Outra das ideias do Soleil é sobre a condição humana. Isso se vê nos espetáculos, mas também em ações, como quando vocês preparam comida para o público. Neste contexto, Ariane, qual é o papel do teatro?
Paris é uma cidade dolorosa. Para nos ver, as pessoas pegam metrô depois do trabalho. Estão cansados, nervosos. Mas, neste tempo da chegada do público até o início do espetáculo, eles não precisam estar nervosos ou cansados. Eles estão num lugar onde são desejados e vão passar por um momento delicioso. É aí que damos todos os sinais possíveis de ternura e respeito. Vendemos comida a um preço não muito alto. Uma comida boa, que seja feita para a saúde do público, para o sabor. O teatro não é só um produto. O dinheiro circula porque precisamos de sustento. Mas o espetáculo não é vendido, ele é compartilhado.

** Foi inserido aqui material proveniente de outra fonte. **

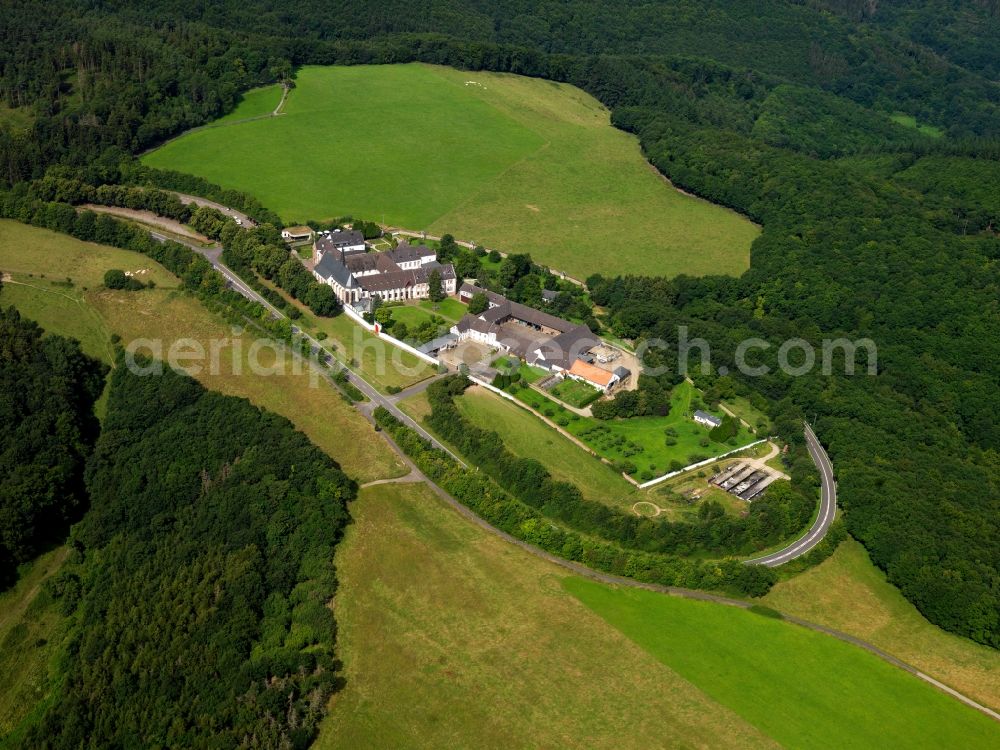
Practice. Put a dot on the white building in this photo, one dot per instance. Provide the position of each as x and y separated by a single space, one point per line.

O grupo acabou de terminar uma temporada de 'Macbeth' em Paris. A peça vem ao Brasil?
Eu espero muito sinceramente. Depende do Sesc, com quem temos uma relação bem amigável e profissionalmente fiel. São 40 pessoas em cena, é um espetáculo grande, que demanda muito. Sei que, se for possível, eles nos convidarão. Vamos ver.
As informações são do jornal O Estado de S. Paulo.